On the wrist, it was a lock for me. It rides a fraction higher than you might expect, but over the weeks since, I’ve grown to like this little extra bit of attention-seeking. It’s a confident watch that flashes and shines on the wrist, it’s not super chill, it’s not trying to slip away from view. But equally, no issues at all with comfort or ergonomics.
Looks wise…
It’s the ultimate everyday sports watch, with just about perfect proportions – just about, because, as above, it does ride a millimetre or so higher than you’re likely to expect. And, in case you’re wondering, it’s a millimetre and a bit thicker than that famous Rolex sibling. That will bug some people, others will prefer the slightly more confident heft. In addition to sporty stylings, there’s enough highly reflective mirror finishing for this to be a walk-up start for dressier occasions. This is one of my favourite things about the watch; that shiny shiny, hard to fake quality.
One more thing about the size, which is 41mm: the issue for me with the majority of sports watches is that they’re flat out too big. Think of the timeless classics. It’s a 40mm trope for very good reason. This is the size that best suits daily requirements of comfort, adaptability, and suitability to action, to movement.
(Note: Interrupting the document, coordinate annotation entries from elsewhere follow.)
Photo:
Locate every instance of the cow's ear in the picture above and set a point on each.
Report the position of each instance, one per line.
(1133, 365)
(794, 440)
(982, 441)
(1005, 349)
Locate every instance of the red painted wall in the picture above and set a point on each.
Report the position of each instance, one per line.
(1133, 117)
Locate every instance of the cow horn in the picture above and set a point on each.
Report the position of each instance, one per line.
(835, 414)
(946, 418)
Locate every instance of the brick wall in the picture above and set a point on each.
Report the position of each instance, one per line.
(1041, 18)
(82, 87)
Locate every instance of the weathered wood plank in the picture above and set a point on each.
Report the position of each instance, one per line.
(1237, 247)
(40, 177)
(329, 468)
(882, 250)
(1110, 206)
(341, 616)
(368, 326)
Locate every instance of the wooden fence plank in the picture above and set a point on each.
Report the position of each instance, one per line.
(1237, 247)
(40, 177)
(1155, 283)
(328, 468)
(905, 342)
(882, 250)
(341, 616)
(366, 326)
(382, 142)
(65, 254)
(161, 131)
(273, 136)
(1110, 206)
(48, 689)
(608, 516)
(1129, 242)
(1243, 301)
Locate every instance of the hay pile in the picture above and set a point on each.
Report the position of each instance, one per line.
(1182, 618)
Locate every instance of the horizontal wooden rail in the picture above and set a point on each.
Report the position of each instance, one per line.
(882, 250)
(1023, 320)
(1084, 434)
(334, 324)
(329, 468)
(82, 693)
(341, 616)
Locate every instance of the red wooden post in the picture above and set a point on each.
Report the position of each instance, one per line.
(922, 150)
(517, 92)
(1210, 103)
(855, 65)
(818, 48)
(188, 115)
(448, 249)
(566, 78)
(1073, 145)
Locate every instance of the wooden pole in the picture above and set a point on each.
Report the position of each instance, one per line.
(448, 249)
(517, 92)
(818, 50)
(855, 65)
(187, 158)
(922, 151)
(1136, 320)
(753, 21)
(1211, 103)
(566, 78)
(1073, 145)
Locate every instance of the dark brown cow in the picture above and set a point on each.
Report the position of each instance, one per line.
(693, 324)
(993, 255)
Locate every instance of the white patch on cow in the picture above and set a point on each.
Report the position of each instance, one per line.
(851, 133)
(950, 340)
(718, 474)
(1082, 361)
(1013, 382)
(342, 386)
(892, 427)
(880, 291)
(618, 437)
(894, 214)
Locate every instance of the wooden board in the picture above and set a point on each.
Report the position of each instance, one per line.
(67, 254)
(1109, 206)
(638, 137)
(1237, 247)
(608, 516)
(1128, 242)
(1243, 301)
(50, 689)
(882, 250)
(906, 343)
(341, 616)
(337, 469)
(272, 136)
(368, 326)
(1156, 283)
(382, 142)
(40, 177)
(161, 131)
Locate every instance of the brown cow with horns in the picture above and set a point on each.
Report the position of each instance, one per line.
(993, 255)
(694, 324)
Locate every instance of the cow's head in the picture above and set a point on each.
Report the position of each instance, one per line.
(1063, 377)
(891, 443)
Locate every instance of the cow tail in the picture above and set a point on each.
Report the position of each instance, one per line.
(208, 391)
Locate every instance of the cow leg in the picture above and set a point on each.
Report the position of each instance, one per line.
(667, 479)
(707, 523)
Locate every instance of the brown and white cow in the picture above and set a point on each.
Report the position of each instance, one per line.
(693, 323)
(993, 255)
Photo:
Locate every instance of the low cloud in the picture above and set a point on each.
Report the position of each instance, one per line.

The dressiness will surprise you in the metal – this has always been the sleeper charm of the Chronomaster model for me. It is astonishingly well finished, and many components are multifaceted, giving all those beams of light so many surfaces to zing off. The trapezoidal indexes are a great example. Facets for days.
What stood out to me…
The way it locks up as a package. And the impact a bezel can have on making that penny drop moment happen for a watch. Because, nothing much has changed on the dial when compared with the Zenith Chronomaster El Primero, 42mm model. Indexes unchanged, hands unchanged, that classic EP overlapping registers, the applied star logo, the EP name – there’s a reminder of the VPH with the 36,000 under it, and 360 markings on the chapter ring to work with the 10th of a second chronograph hand. And boy, does that second hand fly when activated. So Zenith. It all comes together in a coherent and super contemporary way. I have to give a little time to the extra widescreen caseback too. What a spectacular movement, what a reminder of Zenith’s chops!
If I could change anything…
The bracelet. It’s comfortable and the quality is fine, that’s not the problem. Like I said in the video, given the fact that people are already triggered by the bezel, I find it bewildering that you’d add an element that is a replica of a Rolex bracelet with polished centre links, and centre band of the deployant, polished applied logo etc. It’s not a dealbreaker, but – to round off my first impressions – they were resoundingly that it’s a bridge too far when I first saw it. And that hasn’t changed. Others have taken issue with the date window position (as they always do), I like that it reflects the ’69 model, rather than the more recent 6 o’clock position.
I’d wear this with…
Anything. From a suit, to smart casual to a t-shirt and jeans. The only thing to really note is that the reflective nature of so many elements means it’s not a subdued accessory, that will go quietly into the outfit around it. It’s going to get noticed.